①賃借人が家賃を3か月以上滞納し続けており、自主的な退去を求めても応じない。
②第三者に無断転貸を行った。
(例:若夫婦に貸したはずなのに、1か月もしないうちに入居者が別人に入れ替わった。)
③賃貸借契約の特約で事務所としての利用を認めていないのに、入居者が事務所として利用し始めた。
④犯罪の拠点として利用された。
(例:特殊詐欺、賭博場)
⑤賃貸借契約の特約でペット飼育を禁止しているのに賃借人が犬や猫を飼育し始めた。

 賃貸人が賃貸借契約を解約しても、賃借人が明け渡しに応じないことがよくあります。明け渡しを求める正当事由があると思われる場合は、明け渡し請求訴訟を提起します。この場合は弁護士に依頼し、裁判手続を進めます。

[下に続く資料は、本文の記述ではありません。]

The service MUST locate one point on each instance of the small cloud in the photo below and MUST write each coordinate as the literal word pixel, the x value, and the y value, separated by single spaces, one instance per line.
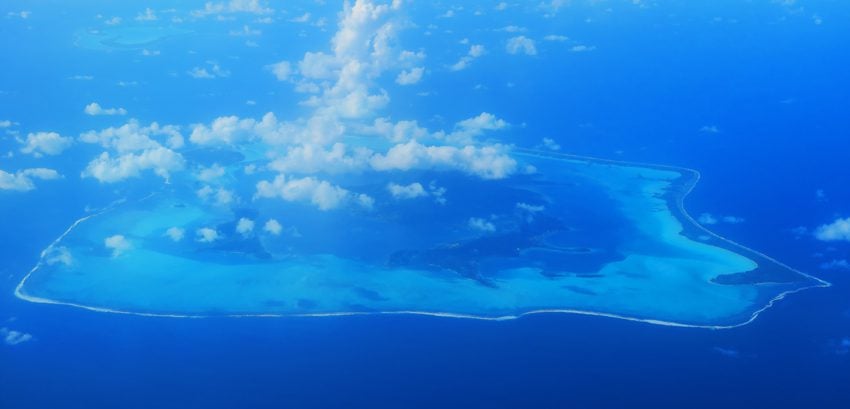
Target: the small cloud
pixel 211 71
pixel 512 29
pixel 530 208
pixel 45 143
pixel 475 51
pixel 732 219
pixel 272 226
pixel 479 224
pixel 19 14
pixel 246 31
pixel 550 144
pixel 22 180
pixel 840 264
pixel 281 70
pixel 521 44
pixel 410 77
pixel 245 227
pixel 118 244
pixel 710 219
pixel 838 230
pixel 207 235
pixel 95 109
pixel 410 191
pixel 175 233
pixel 582 48
pixel 12 337
pixel 147 15
pixel 304 18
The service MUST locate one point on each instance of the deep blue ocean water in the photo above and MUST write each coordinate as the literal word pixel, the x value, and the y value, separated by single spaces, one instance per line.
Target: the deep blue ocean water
pixel 771 80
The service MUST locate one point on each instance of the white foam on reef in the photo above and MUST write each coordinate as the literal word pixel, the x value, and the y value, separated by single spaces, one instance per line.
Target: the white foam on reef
pixel 819 283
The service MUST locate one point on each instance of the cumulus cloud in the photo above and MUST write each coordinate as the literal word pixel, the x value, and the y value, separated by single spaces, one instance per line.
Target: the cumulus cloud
pixel 313 158
pixel 175 233
pixel 320 193
pixel 207 235
pixel 220 196
pixel 475 51
pixel 410 77
pixel 12 337
pixel 45 143
pixel 488 162
pixel 530 208
pixel 95 109
pixel 555 37
pixel 582 48
pixel 521 44
pixel 550 144
pixel 245 226
pixel 133 137
pixel 23 180
pixel 710 219
pixel 281 70
pixel 272 226
pixel 211 173
pixel 838 264
pixel 838 230
pixel 468 129
pixel 118 244
pixel 410 191
pixel 482 225
pixel 211 71
pixel 229 130
pixel 108 169
pixel 233 6
pixel 147 15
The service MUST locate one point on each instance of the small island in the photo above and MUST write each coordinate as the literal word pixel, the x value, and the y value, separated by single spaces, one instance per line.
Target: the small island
pixel 571 235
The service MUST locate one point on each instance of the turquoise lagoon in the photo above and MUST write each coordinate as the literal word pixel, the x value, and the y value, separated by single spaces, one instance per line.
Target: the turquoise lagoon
pixel 576 235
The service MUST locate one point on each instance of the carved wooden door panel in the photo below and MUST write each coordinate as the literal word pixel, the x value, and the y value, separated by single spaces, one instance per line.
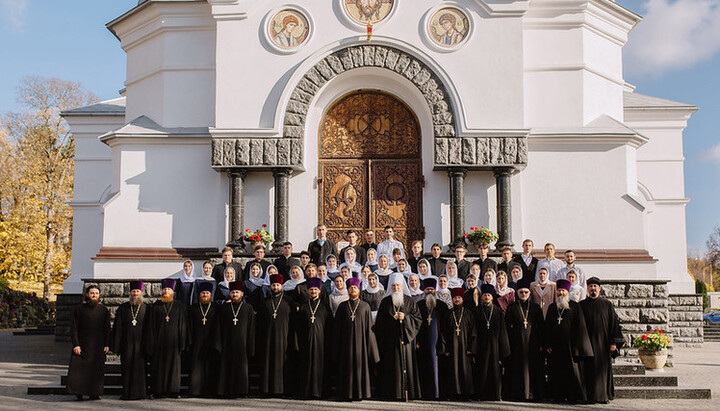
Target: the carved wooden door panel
pixel 344 197
pixel 370 171
pixel 396 198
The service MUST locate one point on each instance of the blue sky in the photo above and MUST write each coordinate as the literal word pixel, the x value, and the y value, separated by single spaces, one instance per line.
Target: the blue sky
pixel 674 53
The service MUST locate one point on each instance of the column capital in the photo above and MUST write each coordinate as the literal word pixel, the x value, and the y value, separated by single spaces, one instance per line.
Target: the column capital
pixel 457 172
pixel 503 171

 明け渡し請求を認める判決が得られたら、これを債務名義として強制執行の申し立てを行います。最終的には地方裁判所が実施する強制執行により賃借人を退去させます。

 賃貸人は裁判費用を賃借人に請求できます。しかし、ほとんどの場合に賃借人は無資力です。したがって、賃貸人が裁判費用を負担しなければならないことがよくあります。

 強制執行まで行うと、裁判費用がかなり高額になります。このため、不動産会社に「入居者を力ずくで追い出して欲しい。」と依頼される方がいらっしゃいます。しかし、東京では無理筋な話であり、このような要望に応じる不動産会社は少ないと思われます。

※この投稿が年内における最後の投稿になります。良い年をお迎えください。